Can colours be detected by touch
Another question answered in this article is if colours can be detected by touch. Now while that seems not only unlikely, but probably impossible, in certain light conditions, the reflected vs absorbed heat may be a rough indicator of the shade of the colour on the item. Most people have experienced touching a matt black item that was that much hotter than its surroundings on a hot summer day. Unlikely, but also more plausible than any “psychic” explanations.
The Register have cited a reference to a lady who believes she can do this. Of course, it is very likely that most people who claim this are little more than elaborate (and not always so elaborate) hoaxes.
I don’t know if I’ve mentioned this site before, but I stumbled on it years a go, and stumbled upon it again today when looking for a herb identification key on line (which I did not really find). 20 questions is a database based upon question-answer responses, and it can identify what you are thinking about, a variation on the animal, mineral, vegetable game if you like.

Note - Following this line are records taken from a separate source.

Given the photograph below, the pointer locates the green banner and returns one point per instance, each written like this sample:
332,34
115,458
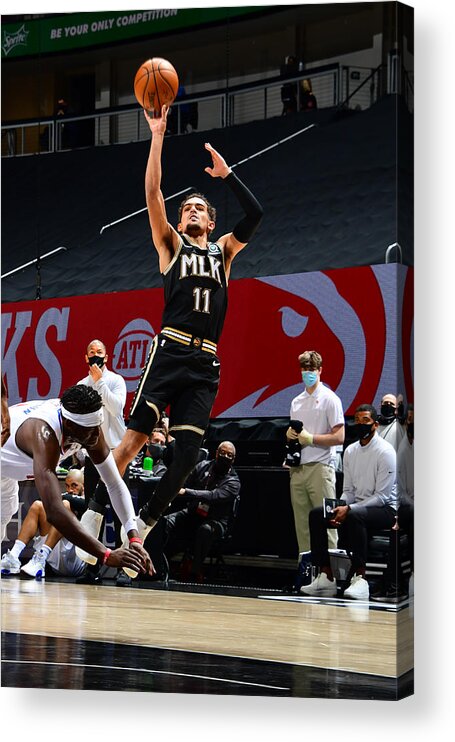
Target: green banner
77,30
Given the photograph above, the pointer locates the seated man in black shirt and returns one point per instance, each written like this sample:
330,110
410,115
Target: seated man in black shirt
210,491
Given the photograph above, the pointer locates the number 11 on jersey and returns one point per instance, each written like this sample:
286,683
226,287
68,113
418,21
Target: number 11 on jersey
202,300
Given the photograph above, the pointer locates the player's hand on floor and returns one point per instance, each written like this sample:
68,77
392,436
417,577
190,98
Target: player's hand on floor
148,564
131,558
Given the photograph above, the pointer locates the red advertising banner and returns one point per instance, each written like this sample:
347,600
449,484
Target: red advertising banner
359,319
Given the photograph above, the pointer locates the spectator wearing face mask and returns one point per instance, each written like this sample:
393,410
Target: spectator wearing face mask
210,491
316,428
389,426
369,501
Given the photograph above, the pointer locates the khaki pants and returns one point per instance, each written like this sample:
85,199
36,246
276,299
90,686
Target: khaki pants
309,484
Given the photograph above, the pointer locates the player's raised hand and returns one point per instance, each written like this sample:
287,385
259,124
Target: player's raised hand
220,168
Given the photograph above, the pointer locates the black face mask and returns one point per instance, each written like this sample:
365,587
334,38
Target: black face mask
96,359
156,451
222,465
387,412
361,431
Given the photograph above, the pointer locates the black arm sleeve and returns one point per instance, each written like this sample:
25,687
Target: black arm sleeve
246,227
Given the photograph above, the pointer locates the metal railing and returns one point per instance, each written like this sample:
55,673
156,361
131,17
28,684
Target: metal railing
333,85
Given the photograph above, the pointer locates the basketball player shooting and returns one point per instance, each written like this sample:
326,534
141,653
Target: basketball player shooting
183,370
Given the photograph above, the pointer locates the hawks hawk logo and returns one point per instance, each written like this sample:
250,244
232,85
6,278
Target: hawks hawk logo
355,318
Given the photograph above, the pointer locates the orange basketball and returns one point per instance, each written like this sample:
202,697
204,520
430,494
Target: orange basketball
156,84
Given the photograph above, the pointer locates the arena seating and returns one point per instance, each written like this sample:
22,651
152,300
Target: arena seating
329,197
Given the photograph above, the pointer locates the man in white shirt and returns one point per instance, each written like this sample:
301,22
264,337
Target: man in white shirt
321,430
394,587
370,494
112,389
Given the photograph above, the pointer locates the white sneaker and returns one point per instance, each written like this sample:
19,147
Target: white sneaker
36,567
10,565
411,586
91,522
320,587
143,530
359,589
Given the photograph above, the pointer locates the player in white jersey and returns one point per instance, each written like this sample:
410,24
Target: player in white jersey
46,432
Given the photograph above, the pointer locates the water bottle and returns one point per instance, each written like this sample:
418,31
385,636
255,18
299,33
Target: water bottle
147,466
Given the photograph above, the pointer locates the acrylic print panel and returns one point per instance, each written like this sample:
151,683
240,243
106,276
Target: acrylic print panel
330,268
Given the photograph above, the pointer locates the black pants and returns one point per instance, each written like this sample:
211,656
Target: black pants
394,573
352,534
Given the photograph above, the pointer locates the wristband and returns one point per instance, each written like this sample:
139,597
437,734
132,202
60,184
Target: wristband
106,556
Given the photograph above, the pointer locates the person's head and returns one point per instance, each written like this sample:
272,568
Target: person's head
389,405
311,366
96,353
410,422
196,216
82,415
74,482
224,457
365,423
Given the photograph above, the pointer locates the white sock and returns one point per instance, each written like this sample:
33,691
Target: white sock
18,548
46,551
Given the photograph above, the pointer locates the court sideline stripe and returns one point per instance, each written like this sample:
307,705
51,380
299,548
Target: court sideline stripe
143,669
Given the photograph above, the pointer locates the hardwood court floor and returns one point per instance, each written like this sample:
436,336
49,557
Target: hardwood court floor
202,640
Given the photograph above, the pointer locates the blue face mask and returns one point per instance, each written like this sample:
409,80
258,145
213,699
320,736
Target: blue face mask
309,378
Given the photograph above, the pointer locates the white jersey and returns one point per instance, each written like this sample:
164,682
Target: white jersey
112,390
18,465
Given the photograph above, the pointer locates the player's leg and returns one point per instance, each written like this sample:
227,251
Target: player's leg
10,502
190,414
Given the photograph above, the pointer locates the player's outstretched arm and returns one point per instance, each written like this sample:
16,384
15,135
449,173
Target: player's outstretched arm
165,238
243,231
119,495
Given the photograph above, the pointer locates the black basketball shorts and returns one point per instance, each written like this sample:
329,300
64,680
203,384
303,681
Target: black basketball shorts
184,378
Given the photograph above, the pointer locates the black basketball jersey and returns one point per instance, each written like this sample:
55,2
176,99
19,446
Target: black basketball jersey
195,290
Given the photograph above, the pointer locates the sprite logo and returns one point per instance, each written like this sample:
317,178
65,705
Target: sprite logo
11,40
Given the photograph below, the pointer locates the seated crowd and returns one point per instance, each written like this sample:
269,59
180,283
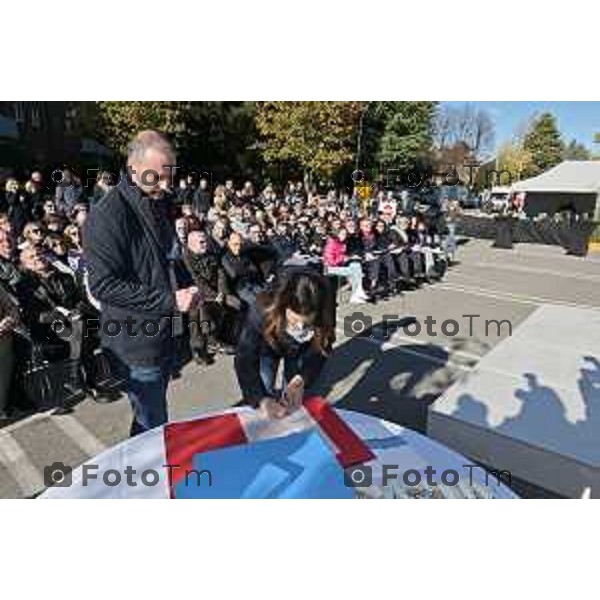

It is actually fairly astute, and can guess most things within 20 questions. It is a little fickle, as it learns from its players, you may find your answers contradict those of “most players” - which do not necessarily mean you are wrong, but in a way, learning to identify it as most players see it is probably more valuable. They also sell a 20q gadget which can be used to impress people with a little bit of AI trickery.
It is also a bit of good harmless fun.
This is a rather odd and amazing concept. It is the idea of offering an API that allows you to set tasks that an AI is not yet capable of, like identifying objects in photographs, and for those who perform such tasks, an opportunity for a quick mini-earner. It is not a lot, normally measured in cents, and for non-US people it earns Amazon vouchers.
The system is currently a Beta, run by Amazon. I have played with it, and think it is a concept that could be very handy for tagging and creating a lot of metainformation, thus creating the “semantic web”. Link concepts like this with the 20q engine - and you have a powerful expert system involving people as well as machines.
It is actually named after an infamous 18th century chess machine, which appeared to play a really good game, but turned out to be a man curled up, a great hoax. This was known as the Turk, and by facilitating tasks that people would like a computer to be able to do, MTurk creates an automated way of linking up capable humans with tasks required by others or even by machines.